Porn Ban Continues To Rile Indians

NEW DELHI, India—It's illegal to sell sexually explicit DVDs in India, so almost needless to say, as soon as the country's banning of 857 adult websites went into effect over the weekend, the underground market in pirated adult DVDs took off like gangbusters.

"With the ban preventing download of adult content, people and retailers queued up in markets like Palika Bazar, Lajpat Nagar and Paharganj in New Delhi, where the DVD business is known to be flourishing more than before," reported the Times of India. "DVDs available for Rs 100 [USD$1.57] last week are being sold for Rs 300 [USD$4.70]. Also, an 8GB normal DVD is costing around Rs 300 containing 10-12 HD clips of all sorts."

($4.70 may not seem like a lot to Americans, but consider that the average Indian citizen had an annual income of just $1570 in 2013.)

In other porn-ban news, many Indian film fans had been waiting for U.S. adult-star-turned-Bollywood-star Sunny Leone to weigh in on the issue, but so far, her comments have been limited to posting a photo of herself with her husband Daniel Weber, he wearing a T-shirt with the logo "$ex $ells," while her written comment was simply a pair of eye-winks: ";;."

Of course, Leone's lack of more in-depth comment may have something to do with the fact that the actress is still fighting the "first information report" or FIR that had been filed against her with the Mumbai police, charging that she was "promoting obscenity and affecting society."

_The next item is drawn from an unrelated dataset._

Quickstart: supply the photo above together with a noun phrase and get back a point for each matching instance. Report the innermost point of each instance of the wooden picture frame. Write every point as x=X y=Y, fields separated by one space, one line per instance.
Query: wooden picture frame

And finally, the apparent instigators for the porn site ban have been revealed, with the main crusader for the ban being 43-year-old attorney Kamlesh Vaswani, who had filed a "public interest litigation" (or PIL) petition in 2013, in which he argued that, "[N]othing can more efficiently destroy a person, fizzle their mind, evaporate their future, eliminate their potential or destroy society like pornography ... It is so terrible that many do not even recognize it until it is too late, and most refuse to admit it. It is worse than Hitler, worse than AIDS, cancer or any other epidemic. It is more catastrophic than nuclear holocaust, and it must be stopped."

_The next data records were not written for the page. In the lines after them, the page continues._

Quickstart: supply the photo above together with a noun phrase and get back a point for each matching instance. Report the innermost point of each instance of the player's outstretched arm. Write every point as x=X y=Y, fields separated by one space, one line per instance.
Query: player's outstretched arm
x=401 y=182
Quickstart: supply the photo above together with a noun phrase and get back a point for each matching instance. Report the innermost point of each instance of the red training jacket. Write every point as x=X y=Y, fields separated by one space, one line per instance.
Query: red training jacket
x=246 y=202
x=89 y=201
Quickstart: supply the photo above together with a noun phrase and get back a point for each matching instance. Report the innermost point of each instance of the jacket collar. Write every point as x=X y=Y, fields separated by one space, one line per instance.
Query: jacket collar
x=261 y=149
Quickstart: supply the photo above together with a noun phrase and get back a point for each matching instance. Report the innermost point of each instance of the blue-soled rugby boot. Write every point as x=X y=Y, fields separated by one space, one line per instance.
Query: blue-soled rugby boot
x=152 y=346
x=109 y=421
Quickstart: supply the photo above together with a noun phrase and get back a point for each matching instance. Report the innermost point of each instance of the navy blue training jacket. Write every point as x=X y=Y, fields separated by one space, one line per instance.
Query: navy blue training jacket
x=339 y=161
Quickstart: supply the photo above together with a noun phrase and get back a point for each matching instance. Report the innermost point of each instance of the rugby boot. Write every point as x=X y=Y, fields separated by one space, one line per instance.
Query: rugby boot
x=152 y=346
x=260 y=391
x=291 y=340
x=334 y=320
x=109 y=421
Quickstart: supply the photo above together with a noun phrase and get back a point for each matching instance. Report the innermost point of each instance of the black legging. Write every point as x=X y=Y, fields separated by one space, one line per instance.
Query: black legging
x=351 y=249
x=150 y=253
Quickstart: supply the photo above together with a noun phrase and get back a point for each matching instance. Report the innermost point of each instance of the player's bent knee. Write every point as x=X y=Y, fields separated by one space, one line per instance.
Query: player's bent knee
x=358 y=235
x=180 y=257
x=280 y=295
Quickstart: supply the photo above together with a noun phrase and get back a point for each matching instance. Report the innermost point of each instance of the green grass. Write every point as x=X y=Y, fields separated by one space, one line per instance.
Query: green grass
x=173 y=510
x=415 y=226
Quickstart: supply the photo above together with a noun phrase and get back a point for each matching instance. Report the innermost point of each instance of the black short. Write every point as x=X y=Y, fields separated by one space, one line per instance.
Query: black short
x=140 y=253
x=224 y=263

Vaswani's petition was first heard by India's Supreme Court in April 2013, but the case was continued until August 2014, at which time the Indian government admitted that since there were more than 40 million adult websites, it was proving difficult to block them, although just last month, Additional Solicitor General Pinky Anand told the high court that the government would soon do "whatever is possible about banning pornographic sites."

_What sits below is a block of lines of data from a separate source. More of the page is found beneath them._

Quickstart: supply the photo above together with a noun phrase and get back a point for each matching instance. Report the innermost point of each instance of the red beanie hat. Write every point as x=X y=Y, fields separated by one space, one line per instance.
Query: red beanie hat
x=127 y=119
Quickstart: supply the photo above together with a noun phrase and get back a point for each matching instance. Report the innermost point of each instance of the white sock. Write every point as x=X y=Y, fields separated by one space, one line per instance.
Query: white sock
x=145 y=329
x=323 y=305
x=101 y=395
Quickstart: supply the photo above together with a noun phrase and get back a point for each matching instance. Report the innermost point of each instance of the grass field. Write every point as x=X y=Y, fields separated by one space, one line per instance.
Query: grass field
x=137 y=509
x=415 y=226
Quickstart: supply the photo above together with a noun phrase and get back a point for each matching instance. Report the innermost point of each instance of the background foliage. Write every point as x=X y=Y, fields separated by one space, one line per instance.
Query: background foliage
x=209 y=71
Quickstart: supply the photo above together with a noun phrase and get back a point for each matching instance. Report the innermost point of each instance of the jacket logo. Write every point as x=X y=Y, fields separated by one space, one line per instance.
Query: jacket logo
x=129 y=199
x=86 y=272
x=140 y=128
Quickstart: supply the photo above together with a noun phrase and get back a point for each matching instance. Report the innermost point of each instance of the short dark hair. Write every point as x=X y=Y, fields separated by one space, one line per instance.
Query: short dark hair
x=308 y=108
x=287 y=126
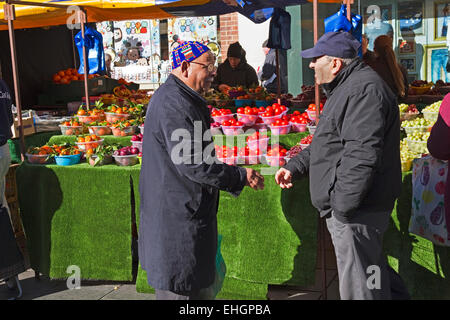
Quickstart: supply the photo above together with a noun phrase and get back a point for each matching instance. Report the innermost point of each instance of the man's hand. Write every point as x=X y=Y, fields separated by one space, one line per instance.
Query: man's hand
x=283 y=177
x=254 y=179
x=224 y=87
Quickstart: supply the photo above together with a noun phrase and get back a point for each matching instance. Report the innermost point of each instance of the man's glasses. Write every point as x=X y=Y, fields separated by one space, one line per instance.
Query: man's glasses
x=211 y=67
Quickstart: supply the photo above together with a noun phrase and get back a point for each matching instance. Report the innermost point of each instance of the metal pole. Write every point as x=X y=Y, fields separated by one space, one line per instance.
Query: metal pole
x=278 y=77
x=321 y=226
x=83 y=20
x=9 y=14
x=316 y=37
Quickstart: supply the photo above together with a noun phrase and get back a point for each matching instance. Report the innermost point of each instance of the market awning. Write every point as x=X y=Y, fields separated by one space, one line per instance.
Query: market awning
x=28 y=16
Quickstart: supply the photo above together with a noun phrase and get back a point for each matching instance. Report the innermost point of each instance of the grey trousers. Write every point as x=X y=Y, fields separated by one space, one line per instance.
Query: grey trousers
x=169 y=295
x=363 y=271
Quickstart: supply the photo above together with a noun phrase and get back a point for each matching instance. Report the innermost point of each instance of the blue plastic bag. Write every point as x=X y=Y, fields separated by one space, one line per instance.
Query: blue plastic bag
x=339 y=22
x=94 y=51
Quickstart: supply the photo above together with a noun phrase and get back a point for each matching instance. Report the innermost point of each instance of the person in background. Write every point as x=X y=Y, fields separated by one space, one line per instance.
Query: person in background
x=383 y=61
x=268 y=74
x=179 y=187
x=14 y=264
x=354 y=166
x=439 y=145
x=235 y=71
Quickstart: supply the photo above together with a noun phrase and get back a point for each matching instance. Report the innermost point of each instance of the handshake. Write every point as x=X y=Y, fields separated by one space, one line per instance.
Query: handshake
x=255 y=180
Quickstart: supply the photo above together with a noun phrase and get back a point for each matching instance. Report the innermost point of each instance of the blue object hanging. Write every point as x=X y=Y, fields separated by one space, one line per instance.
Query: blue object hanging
x=94 y=51
x=339 y=22
x=280 y=30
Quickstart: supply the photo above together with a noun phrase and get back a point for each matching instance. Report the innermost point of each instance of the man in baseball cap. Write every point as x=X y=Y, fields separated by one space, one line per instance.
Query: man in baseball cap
x=354 y=166
x=180 y=182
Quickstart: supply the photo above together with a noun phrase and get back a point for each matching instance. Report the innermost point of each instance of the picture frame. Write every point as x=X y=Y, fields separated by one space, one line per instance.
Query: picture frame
x=406 y=46
x=441 y=20
x=410 y=18
x=412 y=76
x=436 y=57
x=409 y=63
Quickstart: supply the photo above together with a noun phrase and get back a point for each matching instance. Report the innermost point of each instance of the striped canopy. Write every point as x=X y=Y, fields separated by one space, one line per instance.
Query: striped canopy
x=28 y=16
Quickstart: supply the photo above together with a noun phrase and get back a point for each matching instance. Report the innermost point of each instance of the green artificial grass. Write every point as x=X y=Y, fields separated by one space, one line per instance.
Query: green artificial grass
x=34 y=140
x=269 y=237
x=124 y=141
x=77 y=215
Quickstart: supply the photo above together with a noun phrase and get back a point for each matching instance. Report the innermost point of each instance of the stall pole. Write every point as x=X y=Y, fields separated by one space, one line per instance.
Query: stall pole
x=9 y=13
x=321 y=221
x=278 y=77
x=82 y=19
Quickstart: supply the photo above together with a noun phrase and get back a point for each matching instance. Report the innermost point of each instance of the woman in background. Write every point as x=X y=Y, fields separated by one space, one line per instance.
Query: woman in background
x=383 y=61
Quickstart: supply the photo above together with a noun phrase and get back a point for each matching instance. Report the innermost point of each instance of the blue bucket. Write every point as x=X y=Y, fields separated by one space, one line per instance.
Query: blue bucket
x=68 y=160
x=243 y=102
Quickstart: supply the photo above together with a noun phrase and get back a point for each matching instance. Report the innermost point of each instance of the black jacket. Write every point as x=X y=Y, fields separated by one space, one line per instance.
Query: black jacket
x=179 y=201
x=354 y=158
x=270 y=68
x=243 y=75
x=6 y=117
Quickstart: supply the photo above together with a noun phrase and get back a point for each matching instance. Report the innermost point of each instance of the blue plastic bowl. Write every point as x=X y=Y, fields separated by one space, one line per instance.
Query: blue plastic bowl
x=262 y=103
x=68 y=160
x=243 y=102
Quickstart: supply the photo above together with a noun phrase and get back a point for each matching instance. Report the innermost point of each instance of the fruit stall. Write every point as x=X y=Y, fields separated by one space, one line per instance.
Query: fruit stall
x=79 y=199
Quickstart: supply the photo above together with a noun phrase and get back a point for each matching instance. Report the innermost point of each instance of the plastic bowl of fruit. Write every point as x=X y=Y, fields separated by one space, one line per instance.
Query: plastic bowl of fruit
x=224 y=117
x=71 y=130
x=431 y=116
x=262 y=103
x=304 y=145
x=247 y=119
x=276 y=161
x=406 y=165
x=38 y=159
x=100 y=130
x=417 y=146
x=68 y=160
x=279 y=130
x=411 y=130
x=232 y=161
x=113 y=117
x=107 y=159
x=298 y=127
x=253 y=159
x=311 y=129
x=91 y=118
x=260 y=144
x=243 y=102
x=137 y=144
x=406 y=116
x=84 y=146
x=128 y=160
x=232 y=130
x=215 y=129
x=269 y=120
x=126 y=131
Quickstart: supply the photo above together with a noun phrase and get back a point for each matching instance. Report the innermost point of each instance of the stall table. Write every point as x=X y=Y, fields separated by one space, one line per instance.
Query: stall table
x=82 y=215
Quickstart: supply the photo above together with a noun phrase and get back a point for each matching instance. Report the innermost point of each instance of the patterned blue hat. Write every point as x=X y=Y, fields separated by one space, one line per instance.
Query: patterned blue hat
x=187 y=51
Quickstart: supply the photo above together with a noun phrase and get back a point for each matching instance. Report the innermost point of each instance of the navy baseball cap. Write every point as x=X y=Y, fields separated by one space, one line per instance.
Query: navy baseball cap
x=335 y=44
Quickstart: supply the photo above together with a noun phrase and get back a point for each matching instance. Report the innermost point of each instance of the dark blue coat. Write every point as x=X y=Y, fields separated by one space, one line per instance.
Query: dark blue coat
x=179 y=202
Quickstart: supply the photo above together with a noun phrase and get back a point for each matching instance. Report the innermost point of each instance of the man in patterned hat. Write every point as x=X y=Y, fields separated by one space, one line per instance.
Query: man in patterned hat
x=180 y=183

Enter Ghazi Muhammad Abdullah, a 15-year-old Pakistani who wrote to the Pakistan Telecommunications Authority (PTA), the country's Chief Justice and the Ministry of Information Technology in 2011, asking them to block adult websites in Pakistan. However, when the PTA responded to Abdullah that it would need a list of the URLs which he wanted blocked, Abdullah was ready with a list of more than 780,000 adult sites, which he had spent the previous six months compiling.

"I consider this as my religious and national task to do. If my elders don't do this for my generation, then I will do it for mine and forthcoming generations," Abdullah told The Daily Telegraph newspaper in 2012.

It was apparently from Abdullah's list that Vaswani came up with his list of sites he wanted banned in India.

"My fight has been against obscenity," Vaswani told the Hindustan Times. "I feel watching porn fuels violence against women. It propels men to commit sex crimes. I saw no women come forward and speak up against pornography, so I did it ...  Just look around you and there are evidences. Rapes and gang-rapes are happening all over. In some cases, the accused have even accepted watching pornographic film before attacking women."

Vaswani also told the newspaper that he didn't believe reports that Indian women were watching porn as well as men.

"I do not think these reports and data are authentic," he retorted. "To say Indian women watch porn is an insult to their dignity. Some may watch but it's not right to authoritatively comment on it and publish reports."

But although Indians now have access to some of the sites originally banned, it is unclear when or if the bans on the remainder will also fall—and an online poll conducted by the Hindustan Times revealed that as of today, 71 percent of respondents opposed the porn ban, while only 27 percent supported it.

Pictured, l-r: Sunny Leone, Daniel Weber and Kamlesh Vaswani.